1.) I have extremely sexy eyebrows.
2.) I didn't handpick all of those videos to the right. I love Adam Curtis, and this was my YouTube compromise.
3.) I like semicolons; I think they're fun!

Wednesday, March 5, 2008

Arrogance?


I used to get called arrogant a lot when I was a little kid. (Do you still read this Mom?) Mostly by my mom, and the degree to which it didn't bother me was the degree to which I believed her.

But, I had a conversation yesterday that led me to re-examine the whole concept of arrogance.

So, there is this woman who likes me. She's attractive, but not my type. She's pursuing an advanced degree in an interesting field, so I thought, "conversation partner!!!" (Ka-ching bitchez, Ka-ching!)

But, dig a little deeper, and she's pursuing a degree in a program that neither challenges nor stimulates her, precisely because it will be an easy degree to obtain.
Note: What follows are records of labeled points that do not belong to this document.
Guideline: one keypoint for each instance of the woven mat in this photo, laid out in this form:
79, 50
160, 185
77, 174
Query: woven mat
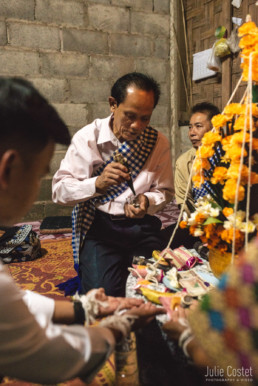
41, 276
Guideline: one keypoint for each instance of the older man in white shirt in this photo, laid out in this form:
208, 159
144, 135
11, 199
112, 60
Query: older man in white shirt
33, 347
109, 229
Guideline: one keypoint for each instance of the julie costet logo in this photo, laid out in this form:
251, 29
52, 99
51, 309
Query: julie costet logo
229, 373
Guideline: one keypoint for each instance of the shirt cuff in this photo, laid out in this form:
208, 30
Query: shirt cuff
39, 304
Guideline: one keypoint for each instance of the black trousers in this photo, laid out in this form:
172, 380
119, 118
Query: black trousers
109, 248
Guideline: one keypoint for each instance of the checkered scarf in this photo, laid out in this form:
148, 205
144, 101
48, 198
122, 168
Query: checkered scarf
136, 153
205, 188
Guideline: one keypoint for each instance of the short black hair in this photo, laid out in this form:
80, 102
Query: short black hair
140, 81
206, 108
27, 121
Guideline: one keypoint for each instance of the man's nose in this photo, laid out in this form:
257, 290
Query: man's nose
192, 132
137, 124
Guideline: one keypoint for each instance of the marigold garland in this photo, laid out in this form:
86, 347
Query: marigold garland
214, 219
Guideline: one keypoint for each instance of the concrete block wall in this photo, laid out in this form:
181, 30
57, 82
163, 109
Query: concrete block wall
73, 51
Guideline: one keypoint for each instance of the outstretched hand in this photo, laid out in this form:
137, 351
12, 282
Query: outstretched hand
145, 314
114, 174
114, 303
132, 212
178, 322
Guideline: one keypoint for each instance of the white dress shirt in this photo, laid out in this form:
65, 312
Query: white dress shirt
93, 145
34, 349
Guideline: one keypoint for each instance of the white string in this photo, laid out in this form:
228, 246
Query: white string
250, 152
183, 205
249, 92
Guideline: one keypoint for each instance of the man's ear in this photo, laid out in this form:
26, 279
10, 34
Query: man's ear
112, 104
7, 162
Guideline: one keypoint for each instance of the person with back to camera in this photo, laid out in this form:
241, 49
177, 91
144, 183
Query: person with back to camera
32, 347
107, 229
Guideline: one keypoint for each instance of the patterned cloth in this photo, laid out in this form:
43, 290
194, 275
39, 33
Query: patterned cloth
205, 187
226, 324
136, 153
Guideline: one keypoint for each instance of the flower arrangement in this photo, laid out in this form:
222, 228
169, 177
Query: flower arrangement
223, 218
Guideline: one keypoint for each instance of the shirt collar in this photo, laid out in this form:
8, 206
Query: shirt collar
106, 134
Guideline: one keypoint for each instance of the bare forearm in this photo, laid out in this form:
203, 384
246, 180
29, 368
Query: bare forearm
64, 312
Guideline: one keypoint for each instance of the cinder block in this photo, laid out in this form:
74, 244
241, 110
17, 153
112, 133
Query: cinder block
14, 62
110, 67
160, 116
165, 92
90, 90
22, 9
164, 130
3, 37
98, 110
85, 41
52, 209
129, 45
60, 12
36, 213
64, 64
54, 90
107, 18
161, 47
56, 160
153, 24
162, 6
73, 114
157, 68
134, 4
34, 36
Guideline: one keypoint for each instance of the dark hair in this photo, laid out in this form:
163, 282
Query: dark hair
205, 108
27, 121
140, 81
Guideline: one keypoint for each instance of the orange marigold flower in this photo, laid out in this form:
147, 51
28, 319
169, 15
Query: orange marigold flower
228, 234
234, 153
226, 142
227, 211
219, 175
209, 230
206, 151
183, 224
230, 191
219, 120
254, 178
255, 144
241, 122
239, 138
210, 138
234, 170
234, 109
200, 218
222, 247
254, 109
203, 239
201, 163
248, 40
192, 229
198, 180
246, 28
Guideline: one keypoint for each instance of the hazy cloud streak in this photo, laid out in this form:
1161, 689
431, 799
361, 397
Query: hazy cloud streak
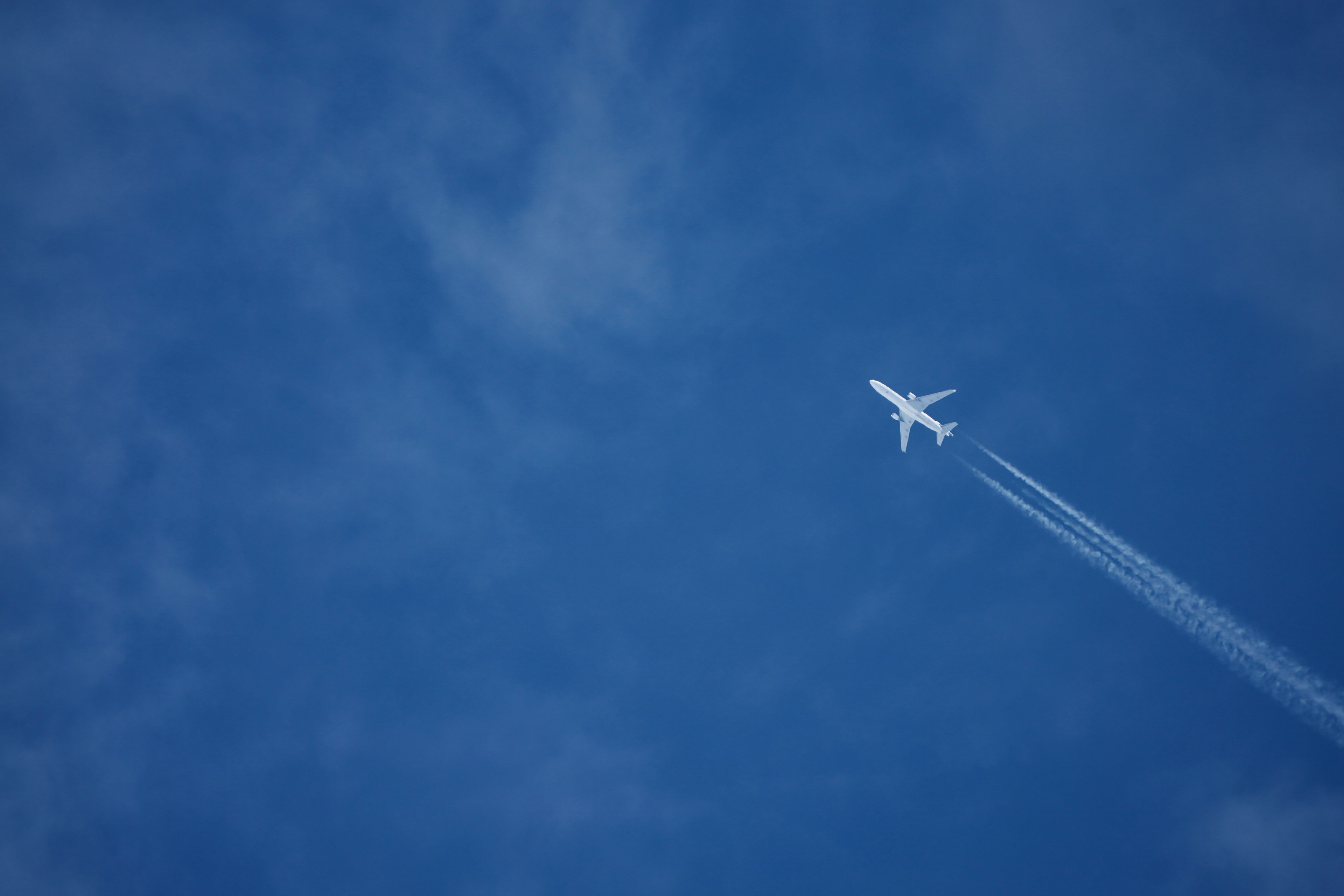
1268, 667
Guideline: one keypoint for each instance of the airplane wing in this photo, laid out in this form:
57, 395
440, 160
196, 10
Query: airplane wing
925, 401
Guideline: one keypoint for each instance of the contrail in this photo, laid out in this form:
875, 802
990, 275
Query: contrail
1268, 667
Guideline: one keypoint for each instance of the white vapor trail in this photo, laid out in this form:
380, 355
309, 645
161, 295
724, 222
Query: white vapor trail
1268, 667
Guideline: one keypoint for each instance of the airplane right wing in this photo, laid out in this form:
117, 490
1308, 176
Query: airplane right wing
925, 401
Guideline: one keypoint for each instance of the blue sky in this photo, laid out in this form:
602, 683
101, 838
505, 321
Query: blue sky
436, 452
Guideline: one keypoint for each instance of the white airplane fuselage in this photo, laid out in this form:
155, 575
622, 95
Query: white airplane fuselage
906, 412
912, 410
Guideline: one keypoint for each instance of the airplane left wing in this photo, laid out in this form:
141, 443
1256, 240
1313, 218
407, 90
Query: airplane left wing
925, 401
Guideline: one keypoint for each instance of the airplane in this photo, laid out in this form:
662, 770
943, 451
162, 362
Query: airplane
913, 409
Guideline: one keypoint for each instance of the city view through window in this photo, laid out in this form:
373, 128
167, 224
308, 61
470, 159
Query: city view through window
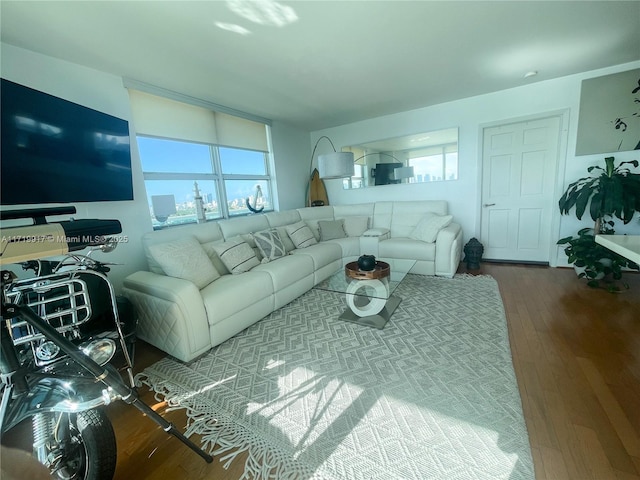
227, 179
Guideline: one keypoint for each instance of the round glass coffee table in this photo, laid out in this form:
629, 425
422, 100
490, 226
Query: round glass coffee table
369, 294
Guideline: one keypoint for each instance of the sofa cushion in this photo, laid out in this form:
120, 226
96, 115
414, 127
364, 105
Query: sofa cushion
403, 247
301, 235
322, 254
233, 293
237, 255
269, 244
356, 225
429, 226
185, 258
331, 229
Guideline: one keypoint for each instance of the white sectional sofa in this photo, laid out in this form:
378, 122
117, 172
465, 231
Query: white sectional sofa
190, 301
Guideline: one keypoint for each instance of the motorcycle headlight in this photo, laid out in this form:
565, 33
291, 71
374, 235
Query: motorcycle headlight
100, 351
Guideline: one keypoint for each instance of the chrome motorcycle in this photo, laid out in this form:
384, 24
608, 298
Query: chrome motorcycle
67, 346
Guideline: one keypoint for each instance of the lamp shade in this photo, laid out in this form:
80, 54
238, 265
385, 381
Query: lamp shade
335, 165
402, 173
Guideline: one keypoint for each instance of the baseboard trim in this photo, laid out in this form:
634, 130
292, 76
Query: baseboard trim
515, 262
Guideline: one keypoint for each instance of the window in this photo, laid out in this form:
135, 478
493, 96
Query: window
225, 178
434, 163
199, 164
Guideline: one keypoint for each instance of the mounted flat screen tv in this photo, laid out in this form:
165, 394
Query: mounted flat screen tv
56, 151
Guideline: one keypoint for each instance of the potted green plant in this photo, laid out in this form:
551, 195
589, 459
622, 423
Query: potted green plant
598, 265
613, 193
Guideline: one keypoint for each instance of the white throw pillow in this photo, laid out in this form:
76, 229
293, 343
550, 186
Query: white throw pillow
301, 235
185, 258
237, 255
331, 229
429, 226
355, 226
269, 244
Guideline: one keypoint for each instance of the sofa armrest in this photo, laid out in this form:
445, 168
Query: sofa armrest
171, 314
380, 233
448, 250
371, 238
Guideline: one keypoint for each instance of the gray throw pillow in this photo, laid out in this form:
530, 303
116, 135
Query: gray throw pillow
237, 255
269, 244
301, 235
330, 229
185, 258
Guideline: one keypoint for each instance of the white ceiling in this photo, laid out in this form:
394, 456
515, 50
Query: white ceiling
317, 64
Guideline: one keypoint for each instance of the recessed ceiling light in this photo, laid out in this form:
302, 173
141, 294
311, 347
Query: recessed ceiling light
232, 27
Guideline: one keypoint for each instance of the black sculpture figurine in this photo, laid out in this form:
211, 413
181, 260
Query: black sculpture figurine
473, 254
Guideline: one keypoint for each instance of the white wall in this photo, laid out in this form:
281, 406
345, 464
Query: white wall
471, 115
291, 152
106, 93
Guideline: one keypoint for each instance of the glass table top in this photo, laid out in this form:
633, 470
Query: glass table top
339, 281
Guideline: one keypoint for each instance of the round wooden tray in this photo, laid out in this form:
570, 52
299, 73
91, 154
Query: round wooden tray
382, 270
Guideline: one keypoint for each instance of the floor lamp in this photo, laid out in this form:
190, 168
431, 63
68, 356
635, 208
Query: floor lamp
330, 165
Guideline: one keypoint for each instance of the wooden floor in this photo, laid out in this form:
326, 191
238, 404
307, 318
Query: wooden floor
576, 353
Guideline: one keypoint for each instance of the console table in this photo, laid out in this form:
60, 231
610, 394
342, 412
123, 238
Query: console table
626, 245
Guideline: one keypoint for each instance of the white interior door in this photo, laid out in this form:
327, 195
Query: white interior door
518, 176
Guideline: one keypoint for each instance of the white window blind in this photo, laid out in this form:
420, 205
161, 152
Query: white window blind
162, 117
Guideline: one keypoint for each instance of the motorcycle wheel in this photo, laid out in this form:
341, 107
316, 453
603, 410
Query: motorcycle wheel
91, 452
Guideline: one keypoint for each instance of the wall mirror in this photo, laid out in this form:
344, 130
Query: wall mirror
417, 158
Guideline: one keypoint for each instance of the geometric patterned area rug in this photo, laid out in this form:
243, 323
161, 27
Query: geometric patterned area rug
431, 396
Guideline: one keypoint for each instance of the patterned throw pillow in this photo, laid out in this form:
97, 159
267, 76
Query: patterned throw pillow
429, 226
301, 235
236, 255
270, 244
330, 229
185, 258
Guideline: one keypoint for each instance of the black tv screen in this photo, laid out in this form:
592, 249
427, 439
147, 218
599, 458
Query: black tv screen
56, 151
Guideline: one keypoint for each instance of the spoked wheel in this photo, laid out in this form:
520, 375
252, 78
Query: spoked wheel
90, 450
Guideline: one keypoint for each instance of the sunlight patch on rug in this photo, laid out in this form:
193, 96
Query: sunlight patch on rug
432, 395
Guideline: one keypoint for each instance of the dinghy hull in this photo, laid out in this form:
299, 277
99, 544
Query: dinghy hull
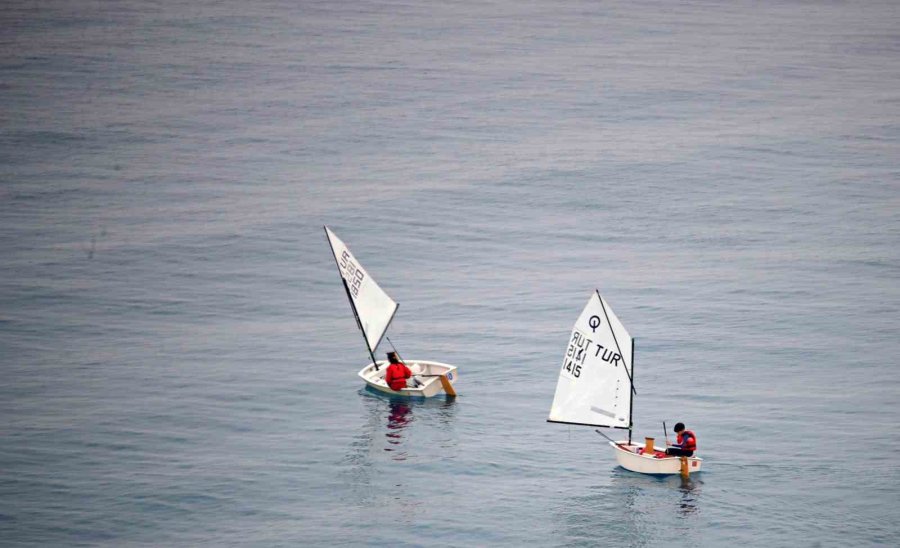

She understands a Ph.D. as a fairly simple degree that doesn't actually involve new learning, but a willingness to jump through a series of administrative hoops. (I agree with the latter far more than the former, or maybe the former is related to the absence of "new learning" but a refinement and... fuck that! I really can't wrap my mind around an advanced degree in which a selling point is that you are not actually learning anything unless you work in the field, have worked in the field for many years, and just need the boost that a degree provides without the sacrifice of time. Then, maybe okay, but not when you are in your twenties and you plan to contribute scholarly work to the field.)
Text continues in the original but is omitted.